For the past two years Guo and Fosun have been denying reports that the executive was being investigated regarding his ties to Wang Zongnan, the former head of several major state-run companies who was jailed for bribery and misuse of state funds in August this year.
Guo Said to Be Taken Away at Noon Thursday
Guo, who famously co-founded Fosun in 1992 with three of his university classmates, was seen being taken away by police at an airport in Shanghai yesterday, according to accounts on Chinese social media. Chinese business news site, Caixin, spoke with sources said to be familiar with the case who reported that the company had been unable to contact its chairman since noon on Thursday.
Should Guo be detained for any length of time, it would be a serious blow to operations at the tightly managed conglomerate, where the 48-year-old billionaire is said to keep a tight grip on decision-making, including personal guiding all acquisitions. Trading in shares of Fosun International was suspended this morning on the Hong Kong exchange.
In August of this year, Guo was found by a Shanghai court to have had improper business relationships with Wang Zongnan, the former chairman of state-run department store chain Shanghai Friendship Group, as well as the former head of Shanghai-based SOE Lianhua Supermarket Holdings and Shanghai Bailian Group.
Wang was sentenced to 18 years in prison in August for misappropriating RMB 195 million in funds from the SOEs he managed.
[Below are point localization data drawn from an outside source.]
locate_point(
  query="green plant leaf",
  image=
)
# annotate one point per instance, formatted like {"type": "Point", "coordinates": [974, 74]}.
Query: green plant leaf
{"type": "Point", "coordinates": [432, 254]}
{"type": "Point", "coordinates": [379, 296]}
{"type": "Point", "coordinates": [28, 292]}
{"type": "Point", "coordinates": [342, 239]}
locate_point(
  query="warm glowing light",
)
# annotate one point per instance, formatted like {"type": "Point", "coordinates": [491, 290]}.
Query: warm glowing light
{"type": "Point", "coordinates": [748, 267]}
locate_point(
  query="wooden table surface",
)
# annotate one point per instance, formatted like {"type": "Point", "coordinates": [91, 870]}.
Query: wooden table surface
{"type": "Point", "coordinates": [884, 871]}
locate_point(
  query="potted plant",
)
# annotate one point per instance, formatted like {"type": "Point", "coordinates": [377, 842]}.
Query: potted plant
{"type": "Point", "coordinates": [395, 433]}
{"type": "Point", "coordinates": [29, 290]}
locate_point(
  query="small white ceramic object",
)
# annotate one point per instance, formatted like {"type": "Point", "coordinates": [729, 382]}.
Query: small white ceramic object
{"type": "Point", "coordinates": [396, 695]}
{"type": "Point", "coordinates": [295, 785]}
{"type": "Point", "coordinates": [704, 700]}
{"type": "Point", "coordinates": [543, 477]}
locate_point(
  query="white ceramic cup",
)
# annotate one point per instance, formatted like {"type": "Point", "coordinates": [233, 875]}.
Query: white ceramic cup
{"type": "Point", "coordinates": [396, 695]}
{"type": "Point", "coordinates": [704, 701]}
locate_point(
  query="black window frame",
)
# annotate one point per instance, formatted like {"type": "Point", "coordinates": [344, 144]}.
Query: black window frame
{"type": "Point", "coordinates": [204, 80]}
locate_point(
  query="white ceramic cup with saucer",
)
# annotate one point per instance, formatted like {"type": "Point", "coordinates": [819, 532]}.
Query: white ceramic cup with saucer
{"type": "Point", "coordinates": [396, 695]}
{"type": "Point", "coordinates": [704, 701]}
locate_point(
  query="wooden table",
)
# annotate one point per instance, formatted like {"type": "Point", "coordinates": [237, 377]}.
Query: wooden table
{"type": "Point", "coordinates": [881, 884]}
China Anti-Corruption Wave Spreads
While some companies have previously been seen as too big to be felled in China, in recent weeks the anti-graft campaign started by Xi Jinping has gone after increasingly high profile targets in the business world.
Just last week state-run Citic Securities reported that it had not been able to contact the heads of its domestics and foreign investment bank divisions after local media reported that the two had been detained by police to “assist in an investigation.
Then on Tuesday China’s anti-graft watchdog censured 137 bankers at the country’s largest bank, ICBC, for violations of party discipline.